Even if the finding sounds paradoxical because nonlinear computations are generally assumed to require nonlinear systems, the authors solved the issue by encoding input parameters within the linear system, enabling it to mimic nonlinear behavior. That’s the trick! I suggest to read also this News&Views.
The increasing size of neural networks for deep learning applications and their energy consumption create a need for alternative neuromorphic approaches, for example, using optics. Current proposals and implementations rely on physical nonlinearities or optoelectronic conversion to realize the required nonlinear activation function. However, there are considerable challenges with these approaches related to power levels, control, energy efficiency and delays. Here we present a scheme for a neuromorphic system that relies on linear wave scattering and yet achieves nonlinear processing with high expressivity. The key idea is to encode the input in physical parameters that affect the scattering processes. Moreover, we show that gradients needed for training can be directly measured in scattering experiments. We propose an implementation using integrated photonics based on racetrack resonators, which achieves high connectivity with a minimal number of waveguide crossings. Our work introduces an easily implementable approach to neuromorphic computing that can be widely applied in existing state-of-the-art scalable platforms, such as optics, microwave and electrical circuits.

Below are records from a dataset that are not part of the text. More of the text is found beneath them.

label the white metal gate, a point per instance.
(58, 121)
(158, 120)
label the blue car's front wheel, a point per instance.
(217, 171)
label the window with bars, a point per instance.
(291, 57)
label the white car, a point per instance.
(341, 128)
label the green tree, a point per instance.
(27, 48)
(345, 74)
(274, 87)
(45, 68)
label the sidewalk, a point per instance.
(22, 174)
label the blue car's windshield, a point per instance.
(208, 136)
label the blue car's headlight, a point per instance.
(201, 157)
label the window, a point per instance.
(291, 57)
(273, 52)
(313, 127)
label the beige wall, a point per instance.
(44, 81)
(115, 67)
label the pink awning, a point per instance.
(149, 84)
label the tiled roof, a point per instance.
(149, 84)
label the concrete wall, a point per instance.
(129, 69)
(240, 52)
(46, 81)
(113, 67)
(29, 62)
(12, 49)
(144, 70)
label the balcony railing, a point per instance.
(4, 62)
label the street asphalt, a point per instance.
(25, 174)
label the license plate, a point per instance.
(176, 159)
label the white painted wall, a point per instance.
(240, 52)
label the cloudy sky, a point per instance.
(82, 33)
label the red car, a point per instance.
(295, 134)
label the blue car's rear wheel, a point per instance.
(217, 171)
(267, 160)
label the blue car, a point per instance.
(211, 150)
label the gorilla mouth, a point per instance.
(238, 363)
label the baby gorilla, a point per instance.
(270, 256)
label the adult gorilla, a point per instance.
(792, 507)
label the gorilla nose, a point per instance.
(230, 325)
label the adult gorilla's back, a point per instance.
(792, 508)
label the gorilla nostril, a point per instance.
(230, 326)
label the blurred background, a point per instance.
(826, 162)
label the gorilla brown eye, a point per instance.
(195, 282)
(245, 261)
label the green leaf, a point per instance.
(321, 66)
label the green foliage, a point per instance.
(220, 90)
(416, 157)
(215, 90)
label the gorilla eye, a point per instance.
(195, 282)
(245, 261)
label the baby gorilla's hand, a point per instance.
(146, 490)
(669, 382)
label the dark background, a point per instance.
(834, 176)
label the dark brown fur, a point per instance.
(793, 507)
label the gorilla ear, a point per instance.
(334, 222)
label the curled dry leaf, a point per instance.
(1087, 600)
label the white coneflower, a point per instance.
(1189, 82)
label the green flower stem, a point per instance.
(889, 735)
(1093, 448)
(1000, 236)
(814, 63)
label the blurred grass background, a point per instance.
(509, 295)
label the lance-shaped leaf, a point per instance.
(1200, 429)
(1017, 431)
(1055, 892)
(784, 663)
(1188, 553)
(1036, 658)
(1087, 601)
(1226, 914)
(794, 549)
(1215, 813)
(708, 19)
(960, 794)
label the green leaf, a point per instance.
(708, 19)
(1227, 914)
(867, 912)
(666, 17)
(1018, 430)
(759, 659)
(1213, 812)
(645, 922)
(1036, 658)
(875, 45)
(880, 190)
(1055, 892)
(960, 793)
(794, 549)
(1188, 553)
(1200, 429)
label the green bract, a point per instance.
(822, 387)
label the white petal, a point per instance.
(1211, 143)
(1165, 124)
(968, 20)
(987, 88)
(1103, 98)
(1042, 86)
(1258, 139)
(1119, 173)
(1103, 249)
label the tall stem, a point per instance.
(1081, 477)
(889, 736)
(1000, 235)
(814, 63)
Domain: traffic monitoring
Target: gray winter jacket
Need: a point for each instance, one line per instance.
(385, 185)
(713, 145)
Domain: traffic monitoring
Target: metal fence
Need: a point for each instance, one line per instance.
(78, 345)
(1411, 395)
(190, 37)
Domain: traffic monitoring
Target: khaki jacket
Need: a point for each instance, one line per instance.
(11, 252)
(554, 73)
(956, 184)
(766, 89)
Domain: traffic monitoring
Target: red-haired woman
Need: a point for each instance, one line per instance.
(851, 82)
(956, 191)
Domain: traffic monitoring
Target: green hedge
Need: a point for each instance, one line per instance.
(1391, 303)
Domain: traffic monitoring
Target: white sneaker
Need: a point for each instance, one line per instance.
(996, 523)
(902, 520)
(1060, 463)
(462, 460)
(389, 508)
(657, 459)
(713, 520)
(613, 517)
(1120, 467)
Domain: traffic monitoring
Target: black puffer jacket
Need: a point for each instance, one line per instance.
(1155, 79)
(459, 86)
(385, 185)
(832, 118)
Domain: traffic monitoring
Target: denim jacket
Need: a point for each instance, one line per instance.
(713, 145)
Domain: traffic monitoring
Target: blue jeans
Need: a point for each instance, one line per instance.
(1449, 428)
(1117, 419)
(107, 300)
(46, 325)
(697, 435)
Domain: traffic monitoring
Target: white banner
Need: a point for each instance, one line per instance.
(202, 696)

Machine learning without a processor: Emergent learning in a nonlinear analog network
We demonstrate that the system learns tasks unachievable in linear systems, including XOR (exclusive or) and nonlinear regression, without a computer
The capabilities of digital artificial neural networks grow rapidly with their size. Unfortunately, so do the time and energy required to train them. By contrast, brains function rapidly and power-efficiently at scale because their analog constituent parts (neurons) update their connections without knowing what all the other neurons are doing; in other words, they update using local rules. Recently introduced analog electronic contrastive local learning networks (CLLNs) share this important property. However, unlike brains and artificial neural networks, their capabilities were limited and could not grow with size because they are linear. Here, we experimentally demonstrate that nonlinearity enhances machine-learning capabilities in an analog CLLN, establishing a paradigm for scalable learning systems.
Urban systems
A typology of activities over a century of urban growth
Contemporary literature on the dynamics of economic activities in growing cities has mainly focused on time frames of a few years or decades. Using a new geohistorical database constructed from historical directories with about 1 million entries, we present a comprehensive analysis of the dynamics of activities in a major city, Paris, over almost a century (1829–1907). Our analysis suggests that activities that accompany city growth can be classified in different categories according to their dynamics and their scaling with population: (1) linear for everyday needs of residents (food stores, clothing retailers, health care practitioners), (2) sublinear for public services (legal, administrative, educational) and (3) superlinear for the city’s specific features (passing fads, specialization, timely needs). The dynamics of these activities is in addition very sensitive to historical perturbations such as large-scale public works or political conflicts. These results shed light on the evolution of activities, a crucial component of growing cities.